3. Purposes of salvation are revealed by the prophetic hope of God's Word. Lk 2:25-35

       We have noted how the Spirit of prophecy utilizes the promises of God to point to the Person of Christ. As we look at one more prophecy in Luke today, we consider briefly the words of Simeon. Simeon is described as having waited for the time when He would behold Israel's deliverer with His own eyes. Older generations of the past used the Latin Vulgate translation of the Bible to assign a Latin title to Simeon's prophetic declaration in Luke 2:29-32, namely: "nunc dimittis". This Latin phrase corresponds to the first two words we can translate as: "now release".

        Think of how God's salvation purposes release those who receive His wonderous grace such by faith. Release from guilt (Romans 5:1). Release from the penalty of sin (Ephesians 1:7). Release from alienation from God (1 Peter 1:18). Release from future judgment (1 Thessalonians 1:10). Release from Satan's tyranny (Hebrews 2:14; 1 John 3:8). Release from the sting of death (1 Corinthians 15:55-57).  Such "releases" deliver the only sort of hope that transcends the bleakness of our time. 

       Simeon is expressing how beholding the Savior has set Him free. He had hoped for nearly all of his life. For a significant portion of his time on earth, Simeon's hope seem delayed. As the great Baptist preacher Adrian Rogers once remarked: "God's delays are not to be taken as God's denials". God kept His word to Simeon. Simeon not only beheld hope; he "held" hope in his arms! 
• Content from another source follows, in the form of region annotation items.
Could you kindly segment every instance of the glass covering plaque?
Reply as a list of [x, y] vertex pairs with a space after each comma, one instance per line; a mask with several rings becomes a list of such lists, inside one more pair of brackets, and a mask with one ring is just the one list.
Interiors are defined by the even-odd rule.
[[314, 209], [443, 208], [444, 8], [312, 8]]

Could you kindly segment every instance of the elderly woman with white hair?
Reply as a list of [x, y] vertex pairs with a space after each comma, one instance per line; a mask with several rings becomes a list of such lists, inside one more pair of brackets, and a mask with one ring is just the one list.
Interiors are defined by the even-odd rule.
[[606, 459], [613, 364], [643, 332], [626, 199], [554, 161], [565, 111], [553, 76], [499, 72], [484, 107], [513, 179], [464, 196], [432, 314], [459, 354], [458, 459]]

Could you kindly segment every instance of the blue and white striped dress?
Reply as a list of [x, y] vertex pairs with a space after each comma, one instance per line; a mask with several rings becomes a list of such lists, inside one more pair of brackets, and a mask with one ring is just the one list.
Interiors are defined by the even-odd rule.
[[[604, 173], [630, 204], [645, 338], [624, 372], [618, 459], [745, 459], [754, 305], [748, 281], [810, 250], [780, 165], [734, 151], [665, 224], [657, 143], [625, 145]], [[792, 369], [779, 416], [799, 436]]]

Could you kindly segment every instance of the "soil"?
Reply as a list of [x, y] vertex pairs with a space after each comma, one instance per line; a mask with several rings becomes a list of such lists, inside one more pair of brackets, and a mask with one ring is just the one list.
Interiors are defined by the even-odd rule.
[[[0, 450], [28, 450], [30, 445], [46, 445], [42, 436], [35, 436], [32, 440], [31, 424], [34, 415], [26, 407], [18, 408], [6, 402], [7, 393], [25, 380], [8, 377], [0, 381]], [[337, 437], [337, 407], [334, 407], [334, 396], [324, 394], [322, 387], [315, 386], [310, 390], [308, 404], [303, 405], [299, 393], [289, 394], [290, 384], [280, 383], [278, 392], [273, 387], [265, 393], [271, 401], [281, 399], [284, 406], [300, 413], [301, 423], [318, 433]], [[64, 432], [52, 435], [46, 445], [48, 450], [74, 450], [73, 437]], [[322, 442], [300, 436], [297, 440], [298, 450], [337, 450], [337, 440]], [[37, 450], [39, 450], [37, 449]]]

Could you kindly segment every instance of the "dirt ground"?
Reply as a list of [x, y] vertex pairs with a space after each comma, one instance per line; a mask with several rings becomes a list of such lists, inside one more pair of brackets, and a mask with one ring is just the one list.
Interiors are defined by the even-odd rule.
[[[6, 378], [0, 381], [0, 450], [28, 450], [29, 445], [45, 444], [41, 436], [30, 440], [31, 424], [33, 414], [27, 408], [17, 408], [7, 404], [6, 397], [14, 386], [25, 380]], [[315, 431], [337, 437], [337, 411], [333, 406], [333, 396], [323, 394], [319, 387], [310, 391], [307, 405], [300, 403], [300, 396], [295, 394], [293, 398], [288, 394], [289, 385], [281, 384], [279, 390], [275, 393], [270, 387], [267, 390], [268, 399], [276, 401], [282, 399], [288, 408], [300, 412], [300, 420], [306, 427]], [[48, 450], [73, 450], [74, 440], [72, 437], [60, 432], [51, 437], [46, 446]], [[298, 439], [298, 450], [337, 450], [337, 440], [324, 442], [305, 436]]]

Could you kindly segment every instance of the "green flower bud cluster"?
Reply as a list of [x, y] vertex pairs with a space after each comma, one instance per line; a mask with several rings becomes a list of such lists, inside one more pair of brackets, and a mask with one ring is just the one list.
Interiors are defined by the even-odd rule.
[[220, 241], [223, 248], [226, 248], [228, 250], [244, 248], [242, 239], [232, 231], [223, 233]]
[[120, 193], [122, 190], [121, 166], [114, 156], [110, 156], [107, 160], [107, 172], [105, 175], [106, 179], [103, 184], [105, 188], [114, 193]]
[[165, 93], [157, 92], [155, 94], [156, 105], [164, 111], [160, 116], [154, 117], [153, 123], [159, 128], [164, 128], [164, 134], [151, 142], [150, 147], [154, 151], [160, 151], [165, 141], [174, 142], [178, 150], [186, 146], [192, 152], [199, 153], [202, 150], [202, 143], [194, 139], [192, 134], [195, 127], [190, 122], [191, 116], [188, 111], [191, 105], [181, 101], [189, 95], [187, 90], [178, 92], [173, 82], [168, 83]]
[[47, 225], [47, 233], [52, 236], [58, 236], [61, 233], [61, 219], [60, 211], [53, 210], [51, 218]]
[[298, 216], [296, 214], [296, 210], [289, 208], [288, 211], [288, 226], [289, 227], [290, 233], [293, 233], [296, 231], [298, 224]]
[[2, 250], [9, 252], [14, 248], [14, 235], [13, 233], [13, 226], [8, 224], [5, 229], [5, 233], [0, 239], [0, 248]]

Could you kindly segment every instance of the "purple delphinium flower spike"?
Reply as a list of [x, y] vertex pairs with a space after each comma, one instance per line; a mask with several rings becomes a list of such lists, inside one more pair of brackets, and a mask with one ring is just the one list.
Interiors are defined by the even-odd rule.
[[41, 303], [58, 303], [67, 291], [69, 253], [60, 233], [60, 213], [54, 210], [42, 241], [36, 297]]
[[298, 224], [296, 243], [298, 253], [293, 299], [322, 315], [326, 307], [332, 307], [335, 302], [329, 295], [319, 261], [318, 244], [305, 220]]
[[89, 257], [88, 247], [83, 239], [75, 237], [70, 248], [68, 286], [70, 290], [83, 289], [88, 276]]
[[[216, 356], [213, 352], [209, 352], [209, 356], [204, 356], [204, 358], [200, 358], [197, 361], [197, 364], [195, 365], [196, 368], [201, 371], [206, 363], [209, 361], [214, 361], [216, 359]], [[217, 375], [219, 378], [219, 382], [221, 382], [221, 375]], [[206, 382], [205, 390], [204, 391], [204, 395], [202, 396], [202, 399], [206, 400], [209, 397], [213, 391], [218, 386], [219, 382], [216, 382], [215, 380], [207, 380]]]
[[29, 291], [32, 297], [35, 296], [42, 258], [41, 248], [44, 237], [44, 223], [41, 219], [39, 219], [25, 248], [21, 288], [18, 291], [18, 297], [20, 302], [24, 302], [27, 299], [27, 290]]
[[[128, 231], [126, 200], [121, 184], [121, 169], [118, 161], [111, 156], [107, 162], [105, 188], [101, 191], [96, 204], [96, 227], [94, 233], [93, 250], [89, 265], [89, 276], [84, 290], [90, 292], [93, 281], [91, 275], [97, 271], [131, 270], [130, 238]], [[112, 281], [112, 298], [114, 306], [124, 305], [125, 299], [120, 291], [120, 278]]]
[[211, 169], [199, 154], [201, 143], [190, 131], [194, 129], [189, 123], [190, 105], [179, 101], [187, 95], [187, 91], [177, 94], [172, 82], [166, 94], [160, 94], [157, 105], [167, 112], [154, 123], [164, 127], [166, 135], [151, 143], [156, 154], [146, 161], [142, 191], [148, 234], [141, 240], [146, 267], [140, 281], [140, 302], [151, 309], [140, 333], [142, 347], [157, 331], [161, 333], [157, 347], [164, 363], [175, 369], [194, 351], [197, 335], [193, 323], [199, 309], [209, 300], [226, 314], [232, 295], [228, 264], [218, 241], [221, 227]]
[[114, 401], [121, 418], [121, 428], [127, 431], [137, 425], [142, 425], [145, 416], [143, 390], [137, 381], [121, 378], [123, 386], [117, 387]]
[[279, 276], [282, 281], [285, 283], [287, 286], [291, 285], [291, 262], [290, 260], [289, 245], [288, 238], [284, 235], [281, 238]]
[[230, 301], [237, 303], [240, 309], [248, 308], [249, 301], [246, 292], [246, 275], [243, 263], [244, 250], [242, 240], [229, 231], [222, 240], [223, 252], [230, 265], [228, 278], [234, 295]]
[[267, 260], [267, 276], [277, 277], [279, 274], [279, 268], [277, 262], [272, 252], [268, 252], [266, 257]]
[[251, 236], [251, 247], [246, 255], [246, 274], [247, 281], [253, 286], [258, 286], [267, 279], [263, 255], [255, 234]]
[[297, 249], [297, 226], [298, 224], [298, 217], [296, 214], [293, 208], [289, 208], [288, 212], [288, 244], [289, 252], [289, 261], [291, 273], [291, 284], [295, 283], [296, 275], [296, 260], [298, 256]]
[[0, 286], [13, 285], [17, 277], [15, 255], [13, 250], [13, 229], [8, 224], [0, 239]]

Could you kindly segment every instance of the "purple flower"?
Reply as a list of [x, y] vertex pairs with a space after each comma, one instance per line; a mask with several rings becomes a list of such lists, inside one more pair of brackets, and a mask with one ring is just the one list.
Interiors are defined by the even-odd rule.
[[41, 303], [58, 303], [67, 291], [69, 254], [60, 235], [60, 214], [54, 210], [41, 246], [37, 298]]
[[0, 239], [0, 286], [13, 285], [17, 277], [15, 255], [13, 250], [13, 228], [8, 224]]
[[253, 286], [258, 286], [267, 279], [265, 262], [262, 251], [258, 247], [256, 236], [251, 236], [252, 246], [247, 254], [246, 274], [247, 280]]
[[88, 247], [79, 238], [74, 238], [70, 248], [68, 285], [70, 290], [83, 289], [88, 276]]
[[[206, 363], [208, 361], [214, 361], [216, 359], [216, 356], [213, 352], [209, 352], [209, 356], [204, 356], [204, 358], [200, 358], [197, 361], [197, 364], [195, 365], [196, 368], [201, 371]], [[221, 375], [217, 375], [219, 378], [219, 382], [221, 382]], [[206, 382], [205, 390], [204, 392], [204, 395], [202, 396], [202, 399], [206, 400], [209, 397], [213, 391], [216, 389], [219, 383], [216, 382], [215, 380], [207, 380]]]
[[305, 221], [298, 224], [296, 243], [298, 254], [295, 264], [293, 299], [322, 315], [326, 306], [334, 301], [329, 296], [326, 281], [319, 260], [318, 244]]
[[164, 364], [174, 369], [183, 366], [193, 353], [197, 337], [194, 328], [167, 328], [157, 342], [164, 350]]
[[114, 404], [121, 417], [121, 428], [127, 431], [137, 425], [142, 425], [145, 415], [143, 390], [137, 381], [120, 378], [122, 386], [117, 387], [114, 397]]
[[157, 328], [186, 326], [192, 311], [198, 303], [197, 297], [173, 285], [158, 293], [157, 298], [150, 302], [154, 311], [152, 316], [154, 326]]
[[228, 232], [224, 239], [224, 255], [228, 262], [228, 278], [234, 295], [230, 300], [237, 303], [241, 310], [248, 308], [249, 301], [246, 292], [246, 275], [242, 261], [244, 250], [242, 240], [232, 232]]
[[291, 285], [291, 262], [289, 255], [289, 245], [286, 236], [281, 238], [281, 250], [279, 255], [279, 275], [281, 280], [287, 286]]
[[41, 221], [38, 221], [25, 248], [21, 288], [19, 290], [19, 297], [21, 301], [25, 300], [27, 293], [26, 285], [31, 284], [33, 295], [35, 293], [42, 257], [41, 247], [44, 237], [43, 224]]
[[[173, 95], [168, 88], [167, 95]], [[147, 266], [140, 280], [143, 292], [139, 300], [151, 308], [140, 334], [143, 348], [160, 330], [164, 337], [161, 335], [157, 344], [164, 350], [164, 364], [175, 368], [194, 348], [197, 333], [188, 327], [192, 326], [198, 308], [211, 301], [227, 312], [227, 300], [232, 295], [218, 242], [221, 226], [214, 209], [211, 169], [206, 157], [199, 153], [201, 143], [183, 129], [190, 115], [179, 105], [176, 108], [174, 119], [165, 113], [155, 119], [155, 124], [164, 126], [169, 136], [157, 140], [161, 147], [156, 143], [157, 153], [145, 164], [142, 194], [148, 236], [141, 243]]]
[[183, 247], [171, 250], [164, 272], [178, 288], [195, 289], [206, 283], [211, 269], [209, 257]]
       The purposes of salvation are concentrated in a Person - a Divine Person in Whom is united truly Divine nature, able to save, and truly human nature, capable to save.  Jesus came to be human in order to reconcile sinners to a Holy God. As man, He was born, lived, died and arose from the dead. He is our hope (see Colossians 1:27). 

Closing thoughts

        The Spirit of prophecy spoke through these events and people. Luke's record captures the wondrous reality of the Holy Spirit's work to make clear the advent of the Son of God in frail humanity. Would we, this advent season, heed "The Spirit of prophecy", Who shines for the only Hope that can pierce the darkness.